Sunshine for Smithsonian/Showtime

By Robert Townsend

The Smithsonian Institution is trying to sweep its secret contract with Showtime under a Congressional rug, according to Carl Malamud at the Center for American Progress. Malamud reports that “Smithsonian lobbyists are trying to paper over their exclusive 30-year sellout to Showtime, saying that the contract has posed no problems and nobody seems to be upset about it anymore.”
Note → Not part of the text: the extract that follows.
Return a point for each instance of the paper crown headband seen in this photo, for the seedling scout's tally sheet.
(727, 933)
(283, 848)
Writing on behalf of the Association, President Linda Kerber questioned the closed and secretive nature of the arrangement with Showtime back in May. Though there was a Congressional hearing, and the Smithsonian was punished by having funds deleted from its budget, the issue largely disappeared from public view. Staff at the Smithsonian even managed to get the record from the one Congressional hearing on the issue removed from the Government Printing Office website, because it included some text from the contract. (Thanks to Carl Malamud the text is still available here.)

Anyone interested keeping the pressure on Smithsonian to live up to its obligations as a public institution is encouraged to sign onto a letter to members of Congress, prepared by Malamud and the Center before November 25.

  1. I simply object to the secrecy and the 30 year term. Why cannot this arrangement be explained and debated in public?


    Michael Spencer    Nov 28, 11:06 PM   


  2. University of Iowa
    Iowa City, Iowa


    — Jennifer Rebecca Harbour    Nov 29, 11:58 AM   


  3. As a former employee of the Smithsonian Institution (1983-1994), I mourn the SI Regents’ turn toward corporate models after Robert McCormick Adams’term ended. The Institution has never been the same.
    Jacki Rand


    — Jacki Rand, Ph.D.    Nov 29, 12:52 PM   


  4. We are still upset about it. The Smithsonian is a public trust, not to be compromised by an exclusive relationship with a commercial enterprise—and certainly not in a procedure shrouded in secrecy.


    — Elizabeth Heineman    Nov 29, 05:20 PM   


  5. The effort to “privatize” history that this represents is incompatible with remaining a civilized nation.